Flashback: The White Stripes Cover Loretta Lynn’s Gutsy ‘Rated X’
Jack White‘s current tour hit Nashville’s Bridgestone Arena Wednesday night, and to open the show, the Detroit-born rocker who now calls Nashville home chose a very special guest – and one of Tennessee’s most celebrated citizens – 82-year-old country icon Loretta Lynn. The concert commemorated the 10-year anniversary of Lynn’s brilliant Van Lear Rose album, produced by White, who also performed on it.
White’s love of all-things-Loretta and classic country music stretches back even further than a decade. With his ex-wife, White Stripes drummer Meg White, the guitarist covered Lynn’s controversial 1973 hit, “Rated X.” The couple even dedicated their 2001 White Blood Cells album to the Coal Miner’s Daughter. (Watch a fan-shot video of the White Stripes performing “Rated X” at a 2001 Detroit concert above.)
Hero worship aside, how would an entire album that blends White’s distorted guitars with Lynn’s unvarnished Kentucky holler vocals be received? Very well, thank you very much. When Van Lear Rose, named for the Van Lear coal mine where Lynn’s father worked, was released in April 2004, it garnered Lynn, already a Country Music Hall of Famer (not to mention the subject of an Oscar-winning biopic) some of the best reviews of her career. In early 2005, the LP earned the Grammy for Best Country Album and “Portland, Oregon,” was the Grammy winner for Best Country Collaboration with Vocals.
“When you work with someone like her, you forget everything else,” White said of Lynn on the red carpet at the 2010 Grammy Salute to Country Music which honored the singer’s six-decades-long career. “You can’t imagine this talent is right in front of your eyes.

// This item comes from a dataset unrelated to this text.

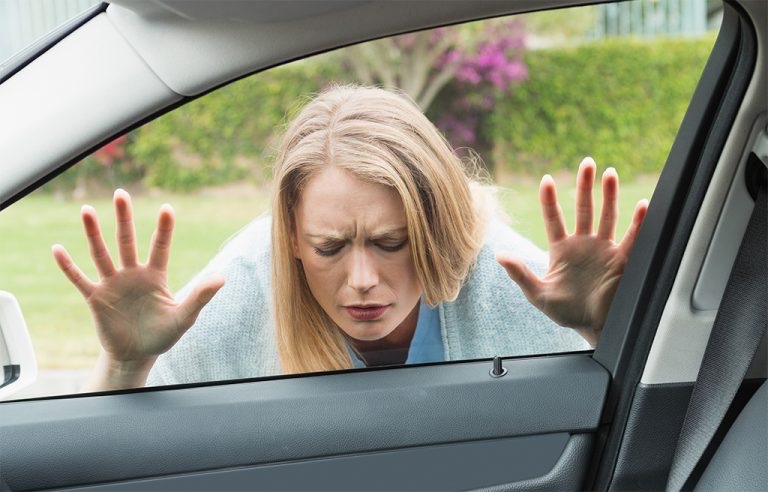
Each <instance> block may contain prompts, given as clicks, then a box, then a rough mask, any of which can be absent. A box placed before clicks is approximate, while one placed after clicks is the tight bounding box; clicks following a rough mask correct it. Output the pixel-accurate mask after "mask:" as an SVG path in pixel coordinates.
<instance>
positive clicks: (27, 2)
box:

These things that you’re hearing, they just don’t seem human.”
The 2013 recipient of the Presidential Medal of Freedom, Lynn said in September of that year that she was “going to go after” White to make a follow-up to Van Lear Rose. Although there’s no word on its progress, Lynn does have a slew of recording projects lined up, having announced a multi-album deal with Sony’s Legacy division last November.